Besides wanting a great choice of items, consumers expect flexibility in modes of delivery and to get their goods on time, as promised. A retailer cannot risk a poor delivery-and-returns record which will damage their public image and negatively affect their sales. Competitors are ready to pounce.
The size of the prize
During December 2015, UK consumers are estimated to have spent a huge £24bn online. Add to that, £3.3 billion spent on-line over the four-day Black Friday/Cyber Monday weekend. If, as estimated, around 90% of all goods ordered on-line in the period were delivered on time, then by definition, one in ten was a failure. Retailers need to ensure they are able to handle these peaks in sales and must deliver a consistent experience to the customer with zero tolerance for errors.
Where we can do better in 2016
Preparing for this current year’s seasonal shopping frenzy requires particular focus and meticulous planning. The goal is to capture as many sales as possible, keeping your reputation intact, without being overburdened with excess stock at the end. A good time to start planning is early in the 2nd quarter. What needs to go into the plan is:
Establish partnerships with trusted suppliers
This is the time to commit and build relationships that will ensure cooperation and support when the going gets tough and capacity is limited. Some professionals suggest that it’s best to start with inbound plans to make sure that the right amount of inventory will be in the right place by start date.
Secondly, open up price negotiations with all transport suppliers well ahead of time using facts and experiences gained from the last period. Bearing in mind any changes in operations in both your suppliers and on home soil, find new ways to work with third party logistics companies. Loads can be shared and economies of scale achieved in high traffic areas.
Decide what resources and capacity will be needed
When doing a post-mortem review of last year’s trading period, use the knowledge gained to review both distribution centre or warehouse capacity and staffing levels. Seasonal workers may be needed and they have to be trained. All additional costs should be factored in.
Design and test a returns management system
The peak for returns is New Year’s Day, also called Boomerang Day when unwanted Christmas gifts arrive in stores for exchange or credit.

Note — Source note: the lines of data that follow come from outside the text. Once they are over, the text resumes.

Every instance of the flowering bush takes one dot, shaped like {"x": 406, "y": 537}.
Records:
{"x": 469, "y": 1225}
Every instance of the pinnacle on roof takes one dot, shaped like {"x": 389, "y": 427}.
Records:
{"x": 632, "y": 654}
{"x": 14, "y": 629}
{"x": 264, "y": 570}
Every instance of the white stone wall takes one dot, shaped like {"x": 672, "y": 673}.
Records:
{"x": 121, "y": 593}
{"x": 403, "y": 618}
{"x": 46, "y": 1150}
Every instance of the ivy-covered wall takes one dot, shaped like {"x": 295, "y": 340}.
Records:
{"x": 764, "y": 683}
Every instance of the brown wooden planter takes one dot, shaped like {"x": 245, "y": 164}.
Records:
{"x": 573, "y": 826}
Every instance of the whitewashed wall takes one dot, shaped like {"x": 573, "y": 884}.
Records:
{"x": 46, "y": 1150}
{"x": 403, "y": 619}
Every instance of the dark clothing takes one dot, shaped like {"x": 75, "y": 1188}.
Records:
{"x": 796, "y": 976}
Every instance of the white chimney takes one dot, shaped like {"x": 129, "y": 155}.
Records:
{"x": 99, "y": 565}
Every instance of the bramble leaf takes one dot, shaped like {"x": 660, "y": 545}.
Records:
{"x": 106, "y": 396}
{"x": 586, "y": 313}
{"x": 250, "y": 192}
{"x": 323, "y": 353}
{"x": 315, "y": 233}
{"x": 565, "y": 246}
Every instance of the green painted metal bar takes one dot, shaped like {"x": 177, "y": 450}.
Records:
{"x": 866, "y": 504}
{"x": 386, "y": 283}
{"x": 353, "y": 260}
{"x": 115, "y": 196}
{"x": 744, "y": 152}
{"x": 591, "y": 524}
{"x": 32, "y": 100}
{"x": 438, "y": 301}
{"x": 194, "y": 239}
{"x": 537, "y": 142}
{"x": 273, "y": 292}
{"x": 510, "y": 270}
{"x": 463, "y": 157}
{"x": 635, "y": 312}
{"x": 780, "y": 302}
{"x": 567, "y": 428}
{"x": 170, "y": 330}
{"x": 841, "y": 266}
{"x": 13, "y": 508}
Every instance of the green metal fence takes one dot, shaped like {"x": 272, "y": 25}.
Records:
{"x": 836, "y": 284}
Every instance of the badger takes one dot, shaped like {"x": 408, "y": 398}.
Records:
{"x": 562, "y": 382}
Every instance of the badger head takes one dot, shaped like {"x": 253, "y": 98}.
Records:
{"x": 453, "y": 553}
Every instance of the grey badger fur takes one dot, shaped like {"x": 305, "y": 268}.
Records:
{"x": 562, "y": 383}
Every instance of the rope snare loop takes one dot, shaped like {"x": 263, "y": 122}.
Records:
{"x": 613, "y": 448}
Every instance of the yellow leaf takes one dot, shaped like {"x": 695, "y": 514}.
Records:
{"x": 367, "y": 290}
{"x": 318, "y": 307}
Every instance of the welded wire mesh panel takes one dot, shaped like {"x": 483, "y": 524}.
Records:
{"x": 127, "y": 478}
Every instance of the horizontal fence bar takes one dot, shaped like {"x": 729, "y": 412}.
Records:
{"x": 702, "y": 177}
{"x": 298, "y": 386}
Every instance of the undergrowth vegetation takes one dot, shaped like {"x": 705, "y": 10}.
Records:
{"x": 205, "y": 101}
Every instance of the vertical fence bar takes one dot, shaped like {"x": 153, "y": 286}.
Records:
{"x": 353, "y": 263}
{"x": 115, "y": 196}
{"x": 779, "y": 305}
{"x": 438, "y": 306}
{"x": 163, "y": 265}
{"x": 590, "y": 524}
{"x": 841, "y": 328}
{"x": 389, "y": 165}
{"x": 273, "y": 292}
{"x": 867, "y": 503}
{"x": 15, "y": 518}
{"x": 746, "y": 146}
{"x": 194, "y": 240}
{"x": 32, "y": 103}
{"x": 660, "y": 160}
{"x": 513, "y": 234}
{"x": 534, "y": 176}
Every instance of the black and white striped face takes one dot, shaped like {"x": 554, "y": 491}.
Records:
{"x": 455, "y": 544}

Customers are now returning goods to stores even if they bought them on-line, many retailers do not have an effective mechanism to deal with this trend. This is a real pain point for customers.
It seems that retailers do not consider the long term impact of a disgruntled customer and the resulting fallout. New technology can help provide an efficient solution to this problem if acknowledged early enough. Since more than 40% of December purchases are returned for credit or exchange, this problem cannot be ignored.
Develop a system for consumers to “click-and-collect” more easily
Placing orders on-line and then picking up the item from a convenient store location is taking hold in the clothing and apparel category, closely followed by toys and games and homeware. The main reasons given by consumers for their preference for this method of click-and-collect were that they saved on delivery fees and were guaranteed availability of sizes in stores.
Provide more delivery options and offer tracking visibility
Customers want to know where their order is and when they will receive it. The leading courier companies already provide this visibility using on-line real time tracking of items. Retailers need to follow suit or engage with partners who can provide this type of service.
The 2015 peak trading period was very different to previous years. 2016 will no doubt bring more complexity to the process which means supply chains need to be designed to cope with the more demanding consumer. Start soon.